Recouché, relevé. Kevin chante: «Quel beau mystère, quel chant joyeux, Paix suuur la Terre et dans les Cieeeux!»
Rêvé de lui, sa soeur et Catherine. Dans le rêve, c'est sa soeur qui est écrivain et pas Cat. Or, voilà-t-il pas qu'il a rêvé de nous aussi: s'en allait faire un mauvais parti à un type qui avait manqué de respect à sa frangine quand il me vit traverser le champ à sa rencontre au ralenti dans mon duster noir. Western.

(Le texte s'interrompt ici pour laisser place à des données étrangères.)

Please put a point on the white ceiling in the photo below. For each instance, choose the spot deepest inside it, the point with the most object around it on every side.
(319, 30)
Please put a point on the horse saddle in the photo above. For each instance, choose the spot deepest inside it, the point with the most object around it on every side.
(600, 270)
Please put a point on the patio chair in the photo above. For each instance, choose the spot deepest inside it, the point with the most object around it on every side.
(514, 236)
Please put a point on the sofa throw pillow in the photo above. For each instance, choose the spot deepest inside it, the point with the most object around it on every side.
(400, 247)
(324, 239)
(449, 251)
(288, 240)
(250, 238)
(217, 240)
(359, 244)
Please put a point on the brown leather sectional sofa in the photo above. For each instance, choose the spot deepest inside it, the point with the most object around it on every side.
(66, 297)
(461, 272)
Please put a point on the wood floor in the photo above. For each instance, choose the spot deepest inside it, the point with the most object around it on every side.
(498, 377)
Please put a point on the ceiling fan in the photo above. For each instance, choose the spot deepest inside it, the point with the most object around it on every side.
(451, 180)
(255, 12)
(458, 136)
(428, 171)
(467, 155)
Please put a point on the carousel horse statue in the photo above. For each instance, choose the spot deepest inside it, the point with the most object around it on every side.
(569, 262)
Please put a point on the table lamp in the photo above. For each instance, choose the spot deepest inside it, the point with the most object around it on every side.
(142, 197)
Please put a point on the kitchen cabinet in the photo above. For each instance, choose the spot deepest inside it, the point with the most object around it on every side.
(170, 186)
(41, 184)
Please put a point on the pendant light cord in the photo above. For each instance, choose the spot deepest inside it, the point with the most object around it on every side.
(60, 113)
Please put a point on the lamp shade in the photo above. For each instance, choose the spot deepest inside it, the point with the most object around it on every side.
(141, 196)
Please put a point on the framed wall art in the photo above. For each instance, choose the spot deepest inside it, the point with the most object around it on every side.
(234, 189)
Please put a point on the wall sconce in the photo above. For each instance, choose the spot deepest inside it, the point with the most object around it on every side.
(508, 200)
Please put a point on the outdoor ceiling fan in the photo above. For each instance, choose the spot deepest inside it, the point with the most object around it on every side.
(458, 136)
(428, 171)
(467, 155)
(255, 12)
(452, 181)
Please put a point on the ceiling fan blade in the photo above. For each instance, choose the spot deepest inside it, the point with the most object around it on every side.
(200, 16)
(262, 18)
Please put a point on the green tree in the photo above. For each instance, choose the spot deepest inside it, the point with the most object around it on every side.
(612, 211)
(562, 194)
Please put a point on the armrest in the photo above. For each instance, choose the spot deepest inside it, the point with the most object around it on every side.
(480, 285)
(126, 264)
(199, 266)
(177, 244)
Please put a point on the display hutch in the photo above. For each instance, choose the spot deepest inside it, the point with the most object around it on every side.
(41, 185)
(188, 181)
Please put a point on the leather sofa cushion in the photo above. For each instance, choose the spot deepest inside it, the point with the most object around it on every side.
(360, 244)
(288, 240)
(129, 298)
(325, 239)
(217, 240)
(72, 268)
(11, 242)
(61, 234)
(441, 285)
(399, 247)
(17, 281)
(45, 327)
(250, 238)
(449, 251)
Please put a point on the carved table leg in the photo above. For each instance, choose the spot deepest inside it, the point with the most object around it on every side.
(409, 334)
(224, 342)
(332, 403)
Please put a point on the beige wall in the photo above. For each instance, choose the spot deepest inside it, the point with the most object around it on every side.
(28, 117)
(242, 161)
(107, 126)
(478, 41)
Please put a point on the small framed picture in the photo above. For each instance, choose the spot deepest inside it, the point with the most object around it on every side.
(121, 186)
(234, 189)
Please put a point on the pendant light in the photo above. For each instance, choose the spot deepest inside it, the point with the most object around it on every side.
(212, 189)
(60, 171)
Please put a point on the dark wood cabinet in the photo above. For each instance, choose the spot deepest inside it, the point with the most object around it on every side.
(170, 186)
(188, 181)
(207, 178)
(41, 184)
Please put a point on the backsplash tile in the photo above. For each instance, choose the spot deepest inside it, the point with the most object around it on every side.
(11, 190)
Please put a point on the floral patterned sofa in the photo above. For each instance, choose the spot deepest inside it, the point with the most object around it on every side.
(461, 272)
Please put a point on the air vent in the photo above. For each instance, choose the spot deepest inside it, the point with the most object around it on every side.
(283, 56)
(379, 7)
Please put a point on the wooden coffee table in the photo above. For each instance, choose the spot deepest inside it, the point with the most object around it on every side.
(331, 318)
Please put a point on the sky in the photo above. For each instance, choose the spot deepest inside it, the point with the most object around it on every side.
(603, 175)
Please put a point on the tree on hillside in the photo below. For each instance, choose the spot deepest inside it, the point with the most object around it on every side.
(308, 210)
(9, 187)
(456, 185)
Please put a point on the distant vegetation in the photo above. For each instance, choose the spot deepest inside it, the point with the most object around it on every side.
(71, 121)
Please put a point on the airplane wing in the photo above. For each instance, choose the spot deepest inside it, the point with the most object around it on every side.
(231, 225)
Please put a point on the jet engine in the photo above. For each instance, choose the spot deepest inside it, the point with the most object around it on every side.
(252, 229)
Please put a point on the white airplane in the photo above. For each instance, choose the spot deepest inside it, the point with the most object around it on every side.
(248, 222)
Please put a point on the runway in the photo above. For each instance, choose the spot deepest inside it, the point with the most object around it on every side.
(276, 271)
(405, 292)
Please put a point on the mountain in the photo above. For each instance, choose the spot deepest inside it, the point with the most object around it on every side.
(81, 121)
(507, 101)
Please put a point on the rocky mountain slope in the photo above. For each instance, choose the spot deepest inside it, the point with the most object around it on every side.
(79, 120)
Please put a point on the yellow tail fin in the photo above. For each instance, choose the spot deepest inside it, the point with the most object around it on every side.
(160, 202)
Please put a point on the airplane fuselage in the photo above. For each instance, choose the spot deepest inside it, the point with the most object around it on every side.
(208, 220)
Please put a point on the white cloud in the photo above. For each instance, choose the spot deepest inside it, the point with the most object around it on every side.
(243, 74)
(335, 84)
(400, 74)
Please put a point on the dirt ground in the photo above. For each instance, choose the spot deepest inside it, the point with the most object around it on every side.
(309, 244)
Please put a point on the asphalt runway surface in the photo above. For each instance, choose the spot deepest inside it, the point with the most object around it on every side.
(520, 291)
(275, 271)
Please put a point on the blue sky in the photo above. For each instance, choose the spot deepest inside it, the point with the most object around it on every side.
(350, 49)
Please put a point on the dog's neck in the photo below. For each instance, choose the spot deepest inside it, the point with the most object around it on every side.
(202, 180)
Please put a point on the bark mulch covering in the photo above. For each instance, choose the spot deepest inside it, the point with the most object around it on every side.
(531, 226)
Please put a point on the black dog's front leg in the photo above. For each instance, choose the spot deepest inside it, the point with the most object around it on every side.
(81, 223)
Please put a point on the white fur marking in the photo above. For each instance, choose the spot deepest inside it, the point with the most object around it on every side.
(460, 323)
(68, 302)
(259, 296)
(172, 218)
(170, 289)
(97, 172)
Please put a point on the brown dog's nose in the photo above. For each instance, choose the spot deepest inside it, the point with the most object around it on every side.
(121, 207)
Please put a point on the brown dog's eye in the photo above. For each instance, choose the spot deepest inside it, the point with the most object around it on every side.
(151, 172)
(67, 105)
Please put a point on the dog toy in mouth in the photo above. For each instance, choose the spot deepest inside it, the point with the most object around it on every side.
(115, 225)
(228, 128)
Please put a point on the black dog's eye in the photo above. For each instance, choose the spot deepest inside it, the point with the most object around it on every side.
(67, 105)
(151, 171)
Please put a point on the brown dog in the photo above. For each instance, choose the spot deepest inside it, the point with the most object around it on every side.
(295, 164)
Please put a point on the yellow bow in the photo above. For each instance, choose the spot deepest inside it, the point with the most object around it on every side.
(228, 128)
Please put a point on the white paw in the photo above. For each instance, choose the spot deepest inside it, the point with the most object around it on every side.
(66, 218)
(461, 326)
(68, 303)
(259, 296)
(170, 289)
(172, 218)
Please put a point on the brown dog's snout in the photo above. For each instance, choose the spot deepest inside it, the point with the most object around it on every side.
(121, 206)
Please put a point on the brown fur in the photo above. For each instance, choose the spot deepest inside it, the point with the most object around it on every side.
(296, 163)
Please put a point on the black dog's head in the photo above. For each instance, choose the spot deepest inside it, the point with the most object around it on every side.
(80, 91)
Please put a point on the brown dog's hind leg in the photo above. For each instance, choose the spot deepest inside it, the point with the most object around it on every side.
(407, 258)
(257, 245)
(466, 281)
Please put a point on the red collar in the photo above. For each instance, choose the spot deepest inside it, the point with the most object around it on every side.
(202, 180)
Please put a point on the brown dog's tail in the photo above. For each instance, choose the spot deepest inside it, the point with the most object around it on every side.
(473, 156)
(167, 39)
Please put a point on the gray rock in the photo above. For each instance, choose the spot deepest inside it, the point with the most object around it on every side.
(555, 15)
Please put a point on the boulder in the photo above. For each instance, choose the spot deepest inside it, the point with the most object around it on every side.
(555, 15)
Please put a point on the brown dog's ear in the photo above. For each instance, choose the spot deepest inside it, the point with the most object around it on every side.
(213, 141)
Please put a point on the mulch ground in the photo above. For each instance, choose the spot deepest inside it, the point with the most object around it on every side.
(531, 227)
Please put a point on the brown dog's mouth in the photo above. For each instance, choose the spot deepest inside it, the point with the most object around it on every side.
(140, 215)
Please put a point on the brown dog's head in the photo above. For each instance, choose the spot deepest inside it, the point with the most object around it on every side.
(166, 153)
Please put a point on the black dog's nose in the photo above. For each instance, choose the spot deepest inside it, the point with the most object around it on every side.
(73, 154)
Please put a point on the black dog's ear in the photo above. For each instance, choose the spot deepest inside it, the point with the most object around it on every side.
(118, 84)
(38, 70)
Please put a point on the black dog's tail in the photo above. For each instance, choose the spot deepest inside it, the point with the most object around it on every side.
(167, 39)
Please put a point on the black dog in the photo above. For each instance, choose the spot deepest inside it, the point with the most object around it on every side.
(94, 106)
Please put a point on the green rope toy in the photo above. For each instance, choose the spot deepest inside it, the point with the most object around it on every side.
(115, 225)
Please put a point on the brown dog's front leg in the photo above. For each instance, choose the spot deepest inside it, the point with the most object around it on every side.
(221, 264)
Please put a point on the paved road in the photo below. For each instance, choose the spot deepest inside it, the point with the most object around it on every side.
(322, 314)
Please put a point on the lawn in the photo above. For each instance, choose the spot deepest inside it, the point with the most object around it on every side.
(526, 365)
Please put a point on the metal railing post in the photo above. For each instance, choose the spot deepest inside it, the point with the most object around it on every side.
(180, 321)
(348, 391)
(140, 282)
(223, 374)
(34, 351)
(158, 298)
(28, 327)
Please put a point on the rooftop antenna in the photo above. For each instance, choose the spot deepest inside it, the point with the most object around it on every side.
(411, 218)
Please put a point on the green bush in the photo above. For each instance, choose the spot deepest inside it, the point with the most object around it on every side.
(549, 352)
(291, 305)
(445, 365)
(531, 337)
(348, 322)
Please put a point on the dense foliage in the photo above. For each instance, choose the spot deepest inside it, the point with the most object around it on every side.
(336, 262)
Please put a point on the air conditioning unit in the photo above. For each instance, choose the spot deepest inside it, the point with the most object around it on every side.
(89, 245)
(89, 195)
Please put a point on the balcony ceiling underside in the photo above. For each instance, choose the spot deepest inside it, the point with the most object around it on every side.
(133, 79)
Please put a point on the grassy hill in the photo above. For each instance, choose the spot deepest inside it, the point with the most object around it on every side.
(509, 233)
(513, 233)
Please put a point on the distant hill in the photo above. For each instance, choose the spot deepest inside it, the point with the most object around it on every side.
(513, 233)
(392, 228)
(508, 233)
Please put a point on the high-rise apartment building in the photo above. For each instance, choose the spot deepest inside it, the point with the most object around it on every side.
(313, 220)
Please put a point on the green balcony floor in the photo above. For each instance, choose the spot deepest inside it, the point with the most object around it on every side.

Voilà. Il l'a rêvé il y a à peine dix minutes et c'est déjà publié; quelqu'un en France, à en croire mon compteur, est en train de le lire. Kevin dit: «T'imagines-tu le trip que Breton et ses potes se seraient payé avec un bidule pareil?»
Il dit aussi que si les observateurs internationaux visitent les prisons de Cuba, ils seraient bien avisés d'inclure celle de Guantanamo Bay. «C'est la pire de l'île!»

Monotype 5
(© Kevin Vigneau 2001) Kevin Vigneau m'a fait cadeau de l'original de ce tableau, ce monotype, numérisé ici en noir et blanc. Je l'ai accroché tout de suite. Sa composition est parfaite, sans parler de l'effet qu'il me fait. Il me rappelle que vivre d'art, de livres, de vin, de tabac, d'omelettes au mozzarella, de l'amour d'une jolie femme et de l'amitié de deux ou trois bonshommes est un insondable privilège.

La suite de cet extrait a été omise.